Daniel Bensaid on Democracy
“The widely trumpeted victory of democracy soon yielded a crop of new Tocquevilles voicing their ill-concealed dislike of it…”—Daniel Bensaid
Continuing our series of excerpt from Democracy in What State? (for excerpts by Giorgio Agamben and Alain Badiou), we feature an excerpt from Daniel Bensaid written before his death in 2010.
In his essay “Permanent Scandal,” Bensaid ponders the institutionalization of democracy. Exploring the ideas of a range of theorists, Bensaid also examines the contradictions of democracy’s victory.
Bensaid writes:
With the debacle of bureaucratic despotism and “real” (i. e. unreal) socialism, the floating signifier democracy became a synonym for the victorious West, the triumphant United States of America, the free market, and the level playing field. Simultaneously, a full-scale onslaught against social solidarity and social rights and an unprecedented campaign to privatize everything were causing the public space to shrivel. Hannah Arendt’s erstwhile fear of seeing politics itself, meaning conflictual plurality, disappear from the face of the earth, to be replaced by the routine administration of things beings, was apparently coming about.

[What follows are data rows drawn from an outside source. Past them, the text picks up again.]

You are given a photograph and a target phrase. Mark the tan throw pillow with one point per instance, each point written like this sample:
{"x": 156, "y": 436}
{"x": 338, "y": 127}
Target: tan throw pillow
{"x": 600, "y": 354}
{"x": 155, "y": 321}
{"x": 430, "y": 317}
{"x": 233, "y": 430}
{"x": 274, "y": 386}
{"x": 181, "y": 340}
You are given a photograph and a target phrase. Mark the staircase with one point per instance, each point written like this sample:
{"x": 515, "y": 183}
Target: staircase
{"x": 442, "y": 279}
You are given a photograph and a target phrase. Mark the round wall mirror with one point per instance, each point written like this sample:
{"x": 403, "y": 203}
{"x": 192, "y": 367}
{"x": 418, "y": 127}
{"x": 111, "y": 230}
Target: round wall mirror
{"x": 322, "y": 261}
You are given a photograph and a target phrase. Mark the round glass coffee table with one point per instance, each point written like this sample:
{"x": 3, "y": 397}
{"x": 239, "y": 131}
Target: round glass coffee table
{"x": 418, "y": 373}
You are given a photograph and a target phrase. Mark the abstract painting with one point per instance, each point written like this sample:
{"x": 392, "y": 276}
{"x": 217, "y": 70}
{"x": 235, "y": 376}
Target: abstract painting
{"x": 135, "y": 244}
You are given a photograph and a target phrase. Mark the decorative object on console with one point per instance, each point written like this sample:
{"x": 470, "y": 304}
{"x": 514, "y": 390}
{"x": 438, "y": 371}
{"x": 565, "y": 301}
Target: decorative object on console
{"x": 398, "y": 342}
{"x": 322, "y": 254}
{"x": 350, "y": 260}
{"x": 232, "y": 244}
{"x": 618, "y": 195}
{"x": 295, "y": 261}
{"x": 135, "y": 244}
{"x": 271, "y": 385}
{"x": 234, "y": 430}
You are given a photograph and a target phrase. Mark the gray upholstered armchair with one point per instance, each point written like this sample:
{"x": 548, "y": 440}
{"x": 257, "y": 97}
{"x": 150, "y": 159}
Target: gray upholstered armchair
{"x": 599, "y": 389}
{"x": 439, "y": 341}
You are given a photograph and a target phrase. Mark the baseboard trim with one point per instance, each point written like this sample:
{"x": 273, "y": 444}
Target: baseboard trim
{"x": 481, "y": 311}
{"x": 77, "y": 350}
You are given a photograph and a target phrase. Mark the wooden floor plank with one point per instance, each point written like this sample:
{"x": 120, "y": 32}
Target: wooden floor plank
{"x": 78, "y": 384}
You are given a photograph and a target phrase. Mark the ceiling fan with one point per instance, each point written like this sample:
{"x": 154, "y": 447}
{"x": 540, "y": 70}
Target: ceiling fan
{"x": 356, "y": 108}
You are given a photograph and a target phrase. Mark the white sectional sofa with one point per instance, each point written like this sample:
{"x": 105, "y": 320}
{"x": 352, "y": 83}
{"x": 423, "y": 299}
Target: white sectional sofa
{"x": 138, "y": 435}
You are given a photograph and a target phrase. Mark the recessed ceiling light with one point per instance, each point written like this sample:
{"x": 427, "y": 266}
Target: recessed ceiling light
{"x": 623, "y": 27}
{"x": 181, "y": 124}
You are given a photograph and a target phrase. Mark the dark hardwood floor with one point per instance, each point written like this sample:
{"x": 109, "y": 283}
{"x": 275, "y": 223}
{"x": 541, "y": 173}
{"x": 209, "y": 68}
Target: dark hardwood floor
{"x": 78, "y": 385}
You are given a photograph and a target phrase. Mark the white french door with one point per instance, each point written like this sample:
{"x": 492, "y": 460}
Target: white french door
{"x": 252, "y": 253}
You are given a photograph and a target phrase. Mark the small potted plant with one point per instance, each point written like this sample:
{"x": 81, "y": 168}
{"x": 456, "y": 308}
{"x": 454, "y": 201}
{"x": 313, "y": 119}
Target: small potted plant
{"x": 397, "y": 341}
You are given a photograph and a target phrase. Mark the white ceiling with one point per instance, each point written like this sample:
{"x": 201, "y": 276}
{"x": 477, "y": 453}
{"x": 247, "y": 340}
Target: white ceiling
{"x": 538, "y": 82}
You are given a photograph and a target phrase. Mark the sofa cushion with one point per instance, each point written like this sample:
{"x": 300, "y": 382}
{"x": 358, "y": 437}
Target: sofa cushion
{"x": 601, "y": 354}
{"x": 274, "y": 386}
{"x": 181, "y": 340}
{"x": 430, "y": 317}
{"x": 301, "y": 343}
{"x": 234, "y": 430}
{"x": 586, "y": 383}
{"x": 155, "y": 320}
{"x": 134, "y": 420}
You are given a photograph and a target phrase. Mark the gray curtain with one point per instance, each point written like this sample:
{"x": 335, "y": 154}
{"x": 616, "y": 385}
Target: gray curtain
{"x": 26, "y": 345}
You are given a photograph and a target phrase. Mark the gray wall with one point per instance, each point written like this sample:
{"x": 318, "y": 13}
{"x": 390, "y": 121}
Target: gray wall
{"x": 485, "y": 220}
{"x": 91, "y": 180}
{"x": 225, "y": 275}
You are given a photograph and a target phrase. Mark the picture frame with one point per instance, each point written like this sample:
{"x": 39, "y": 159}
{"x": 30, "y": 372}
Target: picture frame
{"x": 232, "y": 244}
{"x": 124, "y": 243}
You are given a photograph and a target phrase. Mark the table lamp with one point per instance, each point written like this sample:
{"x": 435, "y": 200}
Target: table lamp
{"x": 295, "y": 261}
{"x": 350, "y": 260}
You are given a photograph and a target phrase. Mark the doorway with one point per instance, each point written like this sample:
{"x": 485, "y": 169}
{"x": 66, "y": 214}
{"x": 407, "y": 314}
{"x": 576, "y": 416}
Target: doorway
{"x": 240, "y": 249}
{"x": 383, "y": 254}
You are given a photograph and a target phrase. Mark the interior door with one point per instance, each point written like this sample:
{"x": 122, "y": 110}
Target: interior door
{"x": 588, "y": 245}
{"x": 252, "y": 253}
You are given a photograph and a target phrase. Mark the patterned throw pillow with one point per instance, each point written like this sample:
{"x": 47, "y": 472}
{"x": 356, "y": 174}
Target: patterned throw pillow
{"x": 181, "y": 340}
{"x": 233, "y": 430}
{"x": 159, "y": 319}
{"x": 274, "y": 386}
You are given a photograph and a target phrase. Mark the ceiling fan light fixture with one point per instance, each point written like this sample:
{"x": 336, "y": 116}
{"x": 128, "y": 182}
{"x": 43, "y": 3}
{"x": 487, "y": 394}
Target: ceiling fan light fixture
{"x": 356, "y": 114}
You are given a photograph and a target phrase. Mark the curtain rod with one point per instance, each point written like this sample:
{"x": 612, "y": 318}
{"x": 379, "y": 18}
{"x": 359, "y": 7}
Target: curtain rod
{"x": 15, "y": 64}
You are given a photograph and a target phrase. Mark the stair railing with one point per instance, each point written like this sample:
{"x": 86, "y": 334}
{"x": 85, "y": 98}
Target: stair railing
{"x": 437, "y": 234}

The widely trumpeted victory of democracy soon yielded a crop of new Tocquevilles voicing their ill-concealed dislike of it, reminding their readers that democracy meant more than just unfettered exchange and the free circulation of capital: it was also the expression of a disturbing egalitarian principle … we heard the elitist discourse of a restricted group worried by the intemperance, excess, and exuberance of the common heard.